Anything for him to come back to her. Everything for him to stay.

She lifted the umbrella away from her face, let the rain fall into her already teary eyes and slip down her cheeks. It had been so long since anything but blood had dripped off her chin. It was so cold...and yet, so relaxing, like a weight was being lifted from her shoulders. Like nothing in the world could hurt her anymore.

He had loved her once. He loved her before he started injuring her. He loved her when he was drunk.

She had loved him always. But it had long since been time for her to take a stand.

At this very street corner, not forty minutes prior, he had given her a dozen roses and she had thrown them down, explaining through the tears in her eyes and the knives in her heart why they couldn't be together anymore, how it was because of him, how he needed to go. He had listened, and through their conversation she could see him filling with something beyond anger--something beyond rage. Something beyond loathing.

He had given her one last smarting slap and then walked off into the deluge.

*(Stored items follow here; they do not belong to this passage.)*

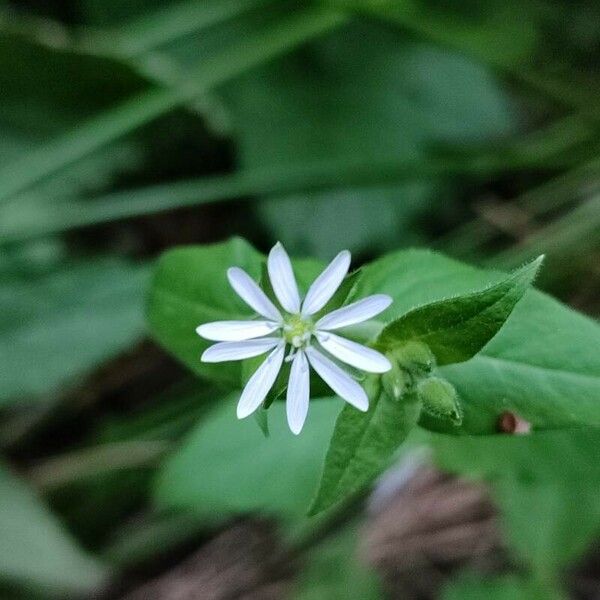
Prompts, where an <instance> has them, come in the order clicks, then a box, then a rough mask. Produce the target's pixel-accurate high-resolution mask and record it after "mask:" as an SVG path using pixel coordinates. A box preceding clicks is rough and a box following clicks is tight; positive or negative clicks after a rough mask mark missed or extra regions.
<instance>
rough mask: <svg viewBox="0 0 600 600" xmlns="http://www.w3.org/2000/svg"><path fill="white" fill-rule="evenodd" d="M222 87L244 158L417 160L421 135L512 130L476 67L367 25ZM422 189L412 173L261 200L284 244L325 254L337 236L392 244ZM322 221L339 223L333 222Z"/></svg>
mask: <svg viewBox="0 0 600 600" xmlns="http://www.w3.org/2000/svg"><path fill="white" fill-rule="evenodd" d="M307 64H309V65H310V68H309V69H307V68H306V65H307ZM450 81H451V82H452V85H451V86H450V85H449V82H450ZM224 94H225V98H226V101H227V104H228V106H229V107H230V110H231V111H232V115H233V116H232V120H233V128H234V135H235V136H236V138H237V142H238V152H239V155H240V162H241V164H242V166H243V167H244V168H248V169H255V168H261V167H265V166H271V167H273V166H281V165H289V164H298V163H303V162H318V161H324V160H325V161H330V160H331V159H332V158H333V159H339V160H350V161H352V160H356V159H357V158H358V157H360V161H362V162H363V163H365V164H369V163H377V162H378V161H381V160H382V158H383V159H395V160H398V159H404V160H407V159H408V160H414V161H415V162H416V163H417V169H418V159H419V158H423V154H424V150H425V149H426V147H427V146H428V145H431V144H441V143H456V142H471V143H472V142H480V141H483V140H486V139H489V138H494V137H497V136H499V135H503V134H506V133H507V132H510V131H511V130H512V114H511V110H510V107H509V105H508V102H507V100H506V98H505V97H504V96H503V94H502V93H501V91H500V90H499V89H498V88H497V87H496V85H495V82H494V81H493V79H491V77H490V76H489V74H488V73H486V71H485V70H484V69H482V68H481V67H479V66H477V65H475V64H474V63H471V62H469V61H468V60H466V59H464V58H462V57H460V56H458V55H452V54H448V53H443V52H439V51H437V50H435V49H432V48H431V47H429V46H426V45H423V44H415V43H414V42H409V41H407V40H406V39H405V38H403V37H401V36H400V35H398V34H397V32H393V31H390V30H388V29H386V28H384V27H377V26H374V25H372V24H370V25H366V24H353V25H351V26H350V27H349V28H346V29H345V30H344V32H343V33H339V34H338V33H334V34H332V35H329V36H327V38H325V39H324V40H321V41H318V42H315V43H313V44H311V46H310V47H309V48H307V49H305V50H302V51H301V52H297V53H295V54H294V55H292V56H290V57H286V58H285V59H280V60H279V61H276V62H274V63H271V64H269V65H267V66H265V67H263V68H261V69H260V70H256V71H254V72H252V73H249V74H247V75H245V76H243V77H241V78H239V79H238V80H236V82H235V85H233V84H231V85H228V86H226V87H225V88H224ZM307 123H311V127H307V126H306V124H307ZM349 124H351V126H349ZM431 191H432V189H431V185H424V184H420V185H419V184H416V185H415V184H413V185H396V186H384V185H379V186H376V187H370V188H364V187H361V188H345V187H343V188H340V189H337V190H334V191H324V192H304V193H303V192H299V193H297V194H295V195H292V196H287V197H272V198H270V199H268V200H266V201H265V202H263V203H262V205H261V215H262V216H263V218H264V219H265V221H266V222H267V223H268V224H270V226H271V229H272V230H273V231H274V232H277V236H278V237H281V238H282V239H283V240H284V241H285V242H286V245H287V246H288V247H289V248H291V249H292V250H294V251H303V252H309V253H311V254H316V255H317V256H320V257H324V256H328V255H331V254H332V253H334V252H335V251H336V250H337V249H338V248H340V247H347V248H350V249H351V250H356V251H364V250H373V249H379V248H381V247H386V246H387V247H389V246H393V245H395V244H396V243H397V242H396V241H397V240H398V239H399V236H403V237H404V240H403V241H404V243H410V242H411V241H416V240H417V239H418V238H417V237H413V238H412V240H411V238H410V237H408V236H410V231H411V230H410V227H409V225H410V224H411V223H412V221H413V219H414V218H415V216H416V215H417V214H419V212H420V211H422V209H423V207H424V206H425V204H426V203H429V204H431V202H433V200H432V199H431ZM342 206H343V209H342V208H341V207H342ZM373 214H377V218H376V219H374V218H373ZM332 220H340V221H341V224H342V225H341V226H340V227H334V228H332V227H331V222H332Z"/></svg>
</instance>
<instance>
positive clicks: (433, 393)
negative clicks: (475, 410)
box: [417, 377, 462, 425]
mask: <svg viewBox="0 0 600 600" xmlns="http://www.w3.org/2000/svg"><path fill="white" fill-rule="evenodd" d="M417 395H418V397H419V400H420V401H421V402H422V404H423V410H424V411H425V412H426V413H428V414H429V415H431V416H433V417H436V418H438V419H443V420H449V421H451V422H452V423H453V424H454V425H460V424H461V422H462V408H461V406H460V403H459V401H458V394H457V393H456V390H455V389H454V386H453V385H452V384H451V383H449V382H448V381H446V380H445V379H442V378H441V377H429V378H428V379H423V380H422V381H420V382H419V384H418V385H417Z"/></svg>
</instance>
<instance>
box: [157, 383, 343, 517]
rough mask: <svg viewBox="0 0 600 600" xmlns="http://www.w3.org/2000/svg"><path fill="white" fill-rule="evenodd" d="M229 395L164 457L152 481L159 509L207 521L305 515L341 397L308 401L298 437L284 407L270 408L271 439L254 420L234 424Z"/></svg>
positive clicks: (275, 407) (270, 430)
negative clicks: (177, 446)
mask: <svg viewBox="0 0 600 600" xmlns="http://www.w3.org/2000/svg"><path fill="white" fill-rule="evenodd" d="M238 399H239V397H238V395H237V394H233V395H232V396H230V397H229V398H227V399H219V400H218V401H217V402H216V404H217V406H216V407H215V409H214V411H213V412H212V413H211V414H210V415H208V416H207V418H206V419H205V420H204V421H203V422H202V423H200V424H199V425H198V427H197V428H196V429H195V430H194V431H192V433H191V434H190V435H189V436H188V437H187V439H185V440H184V442H183V444H182V446H181V449H180V450H178V451H177V452H176V453H175V454H174V455H173V456H172V457H171V458H170V459H168V460H167V462H166V463H165V465H164V467H163V468H162V469H161V471H160V473H159V476H158V481H157V485H156V498H157V501H158V502H159V504H160V505H161V506H165V507H170V508H186V509H190V510H193V511H195V512H197V513H198V514H200V515H203V516H205V517H206V518H209V519H222V518H224V517H226V516H230V515H233V514H237V513H247V512H252V511H255V512H260V513H264V514H267V515H278V516H280V517H283V518H285V519H286V520H291V521H297V520H298V519H301V518H302V517H303V516H304V515H305V513H306V507H307V506H308V503H309V501H310V497H311V494H312V493H313V491H314V489H315V486H316V483H317V480H318V476H319V469H320V467H321V463H322V456H323V448H324V447H325V445H326V444H327V440H328V439H329V437H330V435H331V430H332V427H333V421H334V419H335V414H336V412H337V411H338V410H339V407H340V403H339V401H338V400H332V399H324V400H313V401H312V406H311V411H310V413H309V415H308V419H307V423H306V425H305V427H304V429H303V430H302V435H300V436H297V437H295V436H293V435H292V434H291V433H290V431H289V429H288V427H287V424H286V419H285V406H284V404H283V403H281V402H276V403H274V404H273V405H272V407H271V408H270V409H269V413H270V414H269V437H268V438H265V437H264V435H263V433H262V432H261V431H260V429H259V428H258V427H257V426H256V423H254V422H253V421H252V419H245V420H242V421H238V420H237V419H236V417H235V405H236V403H237V400H238Z"/></svg>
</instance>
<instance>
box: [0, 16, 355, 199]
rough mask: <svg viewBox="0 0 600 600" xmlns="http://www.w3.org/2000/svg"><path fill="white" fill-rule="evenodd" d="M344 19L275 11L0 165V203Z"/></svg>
mask: <svg viewBox="0 0 600 600" xmlns="http://www.w3.org/2000/svg"><path fill="white" fill-rule="evenodd" d="M343 22H344V18H343V16H341V15H339V14H338V13H335V12H332V11H328V10H324V9H318V8H312V7H311V8H307V9H304V10H301V9H298V10H296V11H288V12H287V13H284V14H283V15H282V14H278V15H275V17H273V18H271V20H267V22H266V23H262V27H259V28H257V29H256V30H254V31H253V32H252V35H247V36H244V37H242V38H241V39H240V38H238V39H236V40H234V41H232V44H231V45H230V46H227V47H225V48H224V49H222V50H221V51H220V52H218V53H217V54H215V55H213V56H211V57H210V58H206V59H205V60H203V61H201V62H200V65H198V63H197V62H196V63H195V67H194V68H193V69H191V72H189V73H186V74H185V75H183V74H181V76H180V77H179V78H178V83H177V84H175V83H173V87H170V88H162V89H159V88H154V89H150V90H149V91H142V92H140V93H136V94H131V95H129V96H128V97H127V99H125V100H124V101H122V102H120V103H115V104H114V105H113V106H111V107H110V108H108V109H106V110H103V111H99V112H97V113H96V114H94V116H92V117H90V118H89V119H87V120H84V121H83V122H82V123H80V124H79V125H78V126H77V127H76V128H75V127H74V128H70V129H67V130H66V132H65V133H62V134H60V135H58V136H56V137H54V138H53V139H51V140H50V141H49V142H47V143H44V144H42V145H40V146H38V147H36V149H35V151H32V152H30V153H28V154H27V155H25V156H21V157H20V158H18V159H16V160H14V161H12V162H10V163H9V164H8V165H6V166H5V167H3V168H2V169H0V202H2V201H6V200H8V199H9V198H11V197H13V196H15V195H17V194H19V193H21V192H23V191H24V190H26V189H27V188H29V187H31V186H33V185H34V184H36V183H38V182H39V181H41V180H43V179H44V178H46V177H49V176H51V175H53V174H54V173H56V172H58V171H60V170H61V169H63V168H65V167H67V166H68V165H70V164H72V163H74V162H76V161H78V160H81V159H82V158H84V157H86V156H88V155H90V154H91V153H93V152H94V151H97V150H99V149H101V148H103V147H105V146H106V145H108V144H110V143H112V142H114V141H115V140H118V139H119V138H121V137H122V136H124V135H125V134H126V133H129V132H131V131H133V130H135V129H136V128H138V127H140V126H142V125H144V124H146V123H148V122H150V121H152V120H153V119H156V118H157V117H159V116H161V115H164V114H166V113H168V112H169V111H171V110H173V109H174V108H176V107H177V106H180V105H184V104H186V103H187V102H190V101H192V100H194V99H195V98H197V97H198V96H199V95H202V94H203V93H206V91H207V90H209V89H210V88H213V87H215V86H216V85H219V84H223V83H224V82H226V81H227V80H229V79H232V78H234V77H236V76H239V75H240V74H241V73H244V72H245V71H246V70H248V69H251V68H252V67H255V66H257V65H259V64H261V63H262V62H264V61H266V60H269V59H272V58H274V57H275V56H277V55H279V54H281V53H285V52H287V51H289V50H290V49H291V48H293V47H295V46H297V45H299V44H301V43H303V42H306V41H307V40H309V39H311V38H313V37H315V36H317V35H319V34H321V33H323V32H325V31H328V30H329V29H332V28H335V27H337V26H339V25H341V24H342V23H343Z"/></svg>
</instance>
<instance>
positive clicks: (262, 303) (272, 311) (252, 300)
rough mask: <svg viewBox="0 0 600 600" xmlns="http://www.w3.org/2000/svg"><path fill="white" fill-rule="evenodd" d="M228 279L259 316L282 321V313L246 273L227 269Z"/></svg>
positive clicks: (247, 273)
mask: <svg viewBox="0 0 600 600" xmlns="http://www.w3.org/2000/svg"><path fill="white" fill-rule="evenodd" d="M227 278H228V279H229V283H230V284H231V287H232V288H233V289H234V290H235V293H236V294H237V295H238V296H239V297H240V298H241V299H242V300H243V301H244V302H245V303H246V304H247V305H248V306H249V307H250V308H253V309H254V310H255V311H256V312H257V313H258V314H259V315H262V316H263V317H267V319H272V320H273V321H281V313H280V312H279V311H278V310H277V308H276V307H275V305H274V304H273V303H272V302H271V301H270V300H269V298H268V297H267V295H266V294H265V293H264V292H263V291H262V290H261V289H260V287H258V284H257V283H256V281H254V279H252V277H250V275H248V273H246V271H244V270H243V269H240V268H239V267H231V268H230V269H227Z"/></svg>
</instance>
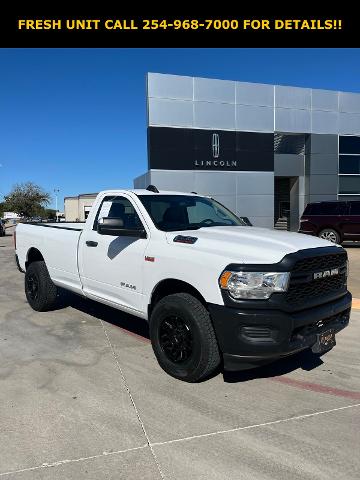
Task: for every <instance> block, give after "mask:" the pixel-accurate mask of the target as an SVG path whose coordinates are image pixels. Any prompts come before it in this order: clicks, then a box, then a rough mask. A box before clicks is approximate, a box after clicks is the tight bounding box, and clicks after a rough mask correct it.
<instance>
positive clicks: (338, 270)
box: [314, 268, 339, 280]
mask: <svg viewBox="0 0 360 480" xmlns="http://www.w3.org/2000/svg"><path fill="white" fill-rule="evenodd" d="M333 275H339V269H338V268H332V269H331V270H324V271H323V272H316V273H314V280H317V279H318V278H326V277H332V276H333Z"/></svg>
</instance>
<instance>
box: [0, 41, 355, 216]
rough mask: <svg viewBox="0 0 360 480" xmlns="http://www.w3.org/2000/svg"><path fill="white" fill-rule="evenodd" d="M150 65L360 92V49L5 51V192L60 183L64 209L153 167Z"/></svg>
mask: <svg viewBox="0 0 360 480" xmlns="http://www.w3.org/2000/svg"><path fill="white" fill-rule="evenodd" d="M148 71H151V72H161V73H173V74H179V75H194V76H203V77H212V78H220V79H230V80H240V81H249V82H263V83H276V84H283V85H295V86H300V87H313V88H326V89H334V90H348V91H353V92H360V49H3V50H0V164H1V167H0V199H1V198H2V196H3V195H4V194H6V193H7V192H9V190H10V189H11V187H12V185H13V184H14V183H18V182H25V181H28V180H31V181H34V182H36V183H38V184H39V185H41V186H42V187H43V188H45V189H46V190H47V191H49V192H51V193H52V192H53V190H54V188H59V189H60V194H59V208H60V209H62V205H63V197H64V196H67V195H77V194H79V193H86V192H96V191H99V190H102V189H107V188H127V187H132V185H133V184H132V181H133V179H134V177H136V176H138V175H140V174H141V173H144V172H145V171H146V169H147V153H146V108H145V75H146V72H148ZM53 205H54V203H53Z"/></svg>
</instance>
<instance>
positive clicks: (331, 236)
mask: <svg viewBox="0 0 360 480" xmlns="http://www.w3.org/2000/svg"><path fill="white" fill-rule="evenodd" d="M318 236H319V237H320V238H323V239H324V240H328V241H329V242H332V243H338V244H340V235H339V234H338V233H337V231H336V230H333V229H332V228H324V230H321V232H320V233H319V235H318Z"/></svg>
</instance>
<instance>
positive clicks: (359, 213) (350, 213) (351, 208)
mask: <svg viewBox="0 0 360 480" xmlns="http://www.w3.org/2000/svg"><path fill="white" fill-rule="evenodd" d="M350 215H359V216H360V202H351V203H350Z"/></svg>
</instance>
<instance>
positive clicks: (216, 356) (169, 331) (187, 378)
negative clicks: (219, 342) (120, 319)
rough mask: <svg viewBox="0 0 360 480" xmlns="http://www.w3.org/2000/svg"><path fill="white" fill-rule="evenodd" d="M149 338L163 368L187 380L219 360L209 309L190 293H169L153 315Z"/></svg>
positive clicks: (213, 365) (219, 357)
mask: <svg viewBox="0 0 360 480" xmlns="http://www.w3.org/2000/svg"><path fill="white" fill-rule="evenodd" d="M150 338H151V343H152V347H153V350H154V353H155V356H156V358H157V360H158V362H159V364H160V366H161V368H162V369H163V370H164V371H165V372H167V373H168V374H169V375H171V376H172V377H175V378H177V379H179V380H183V381H185V382H198V381H200V380H202V379H204V378H206V377H208V376H209V375H210V374H211V373H213V372H214V371H215V370H216V369H217V367H218V366H219V364H220V353H219V348H218V345H217V341H216V337H215V332H214V328H213V326H212V323H211V320H210V315H209V312H208V311H207V310H206V308H205V307H204V305H203V304H202V303H201V302H200V301H199V300H198V299H197V298H195V297H193V296H192V295H189V294H188V293H177V294H174V295H168V296H166V297H164V298H163V299H161V300H160V301H159V302H158V303H157V304H156V305H155V308H154V310H153V312H152V315H151V318H150Z"/></svg>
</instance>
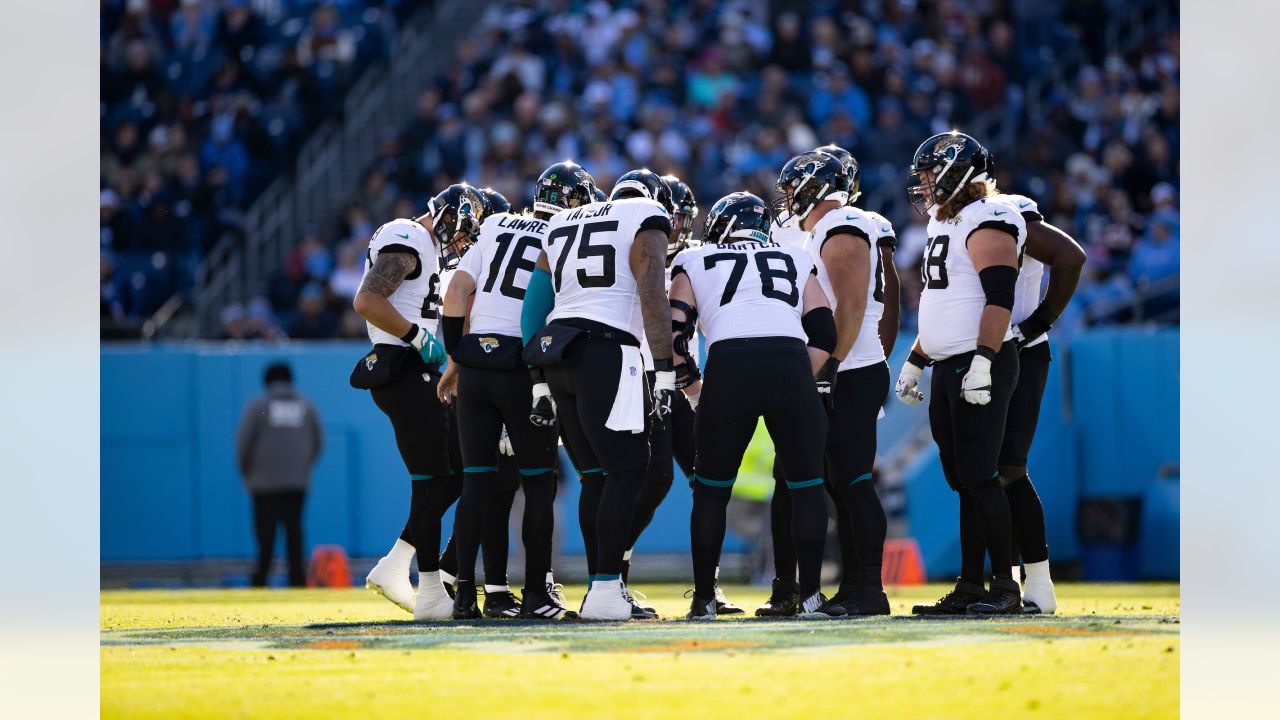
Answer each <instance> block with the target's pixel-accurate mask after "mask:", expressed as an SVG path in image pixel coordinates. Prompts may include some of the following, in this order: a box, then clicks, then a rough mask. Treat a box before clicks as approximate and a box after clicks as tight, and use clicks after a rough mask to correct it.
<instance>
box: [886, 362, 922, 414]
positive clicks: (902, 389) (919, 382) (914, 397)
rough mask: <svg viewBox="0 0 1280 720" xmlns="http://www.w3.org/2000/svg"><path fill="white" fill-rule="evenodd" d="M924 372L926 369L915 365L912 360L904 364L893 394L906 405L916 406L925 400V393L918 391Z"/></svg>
mask: <svg viewBox="0 0 1280 720" xmlns="http://www.w3.org/2000/svg"><path fill="white" fill-rule="evenodd" d="M923 372H924V368H920V366H919V365H915V364H913V363H911V361H910V360H908V361H906V363H904V364H902V372H901V373H899V374H897V386H895V387H893V392H895V393H896V395H897V398H899V400H901V401H902V404H904V405H915V404H916V402H919V401H922V400H924V393H923V392H920V391H919V389H918V387H919V384H920V374H922V373H923Z"/></svg>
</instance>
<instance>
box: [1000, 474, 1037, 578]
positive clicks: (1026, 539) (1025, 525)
mask: <svg viewBox="0 0 1280 720" xmlns="http://www.w3.org/2000/svg"><path fill="white" fill-rule="evenodd" d="M1005 497H1007V498H1009V511H1010V512H1011V514H1012V524H1014V539H1015V541H1016V546H1015V547H1016V548H1018V552H1016V553H1014V557H1015V559H1016V557H1018V556H1019V555H1021V559H1023V562H1042V561H1044V560H1048V542H1047V541H1046V539H1044V506H1043V505H1041V501H1039V495H1037V493H1036V486H1033V484H1032V479H1030V478H1029V477H1027V474H1025V473H1024V474H1023V477H1020V478H1018V479H1016V480H1014V482H1011V483H1009V484H1007V486H1005Z"/></svg>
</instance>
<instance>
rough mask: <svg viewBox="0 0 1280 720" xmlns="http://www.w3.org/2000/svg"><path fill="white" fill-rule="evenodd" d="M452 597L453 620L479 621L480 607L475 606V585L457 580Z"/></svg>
mask: <svg viewBox="0 0 1280 720" xmlns="http://www.w3.org/2000/svg"><path fill="white" fill-rule="evenodd" d="M454 593H456V594H454V596H453V619H454V620H479V619H480V607H477V606H476V584H475V583H472V582H467V580H458V583H457V588H454Z"/></svg>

She now gazed down at the forgotten flowers, blooming sadly red, the color of love and blood and anger and courage. The colors of romance. The colors of hell.

It was time to move on. Time to get away from this place, to run far away from the past, to not look back. To find someone else, who would truly love her and not control her like a tyrannical king. 

The moon watched over the wet streets and dark figures, lacing the raindrops with slivers of moonlight.

She smiled, dropped the umbrella blue as his beautiful eyes, and walked off into the night.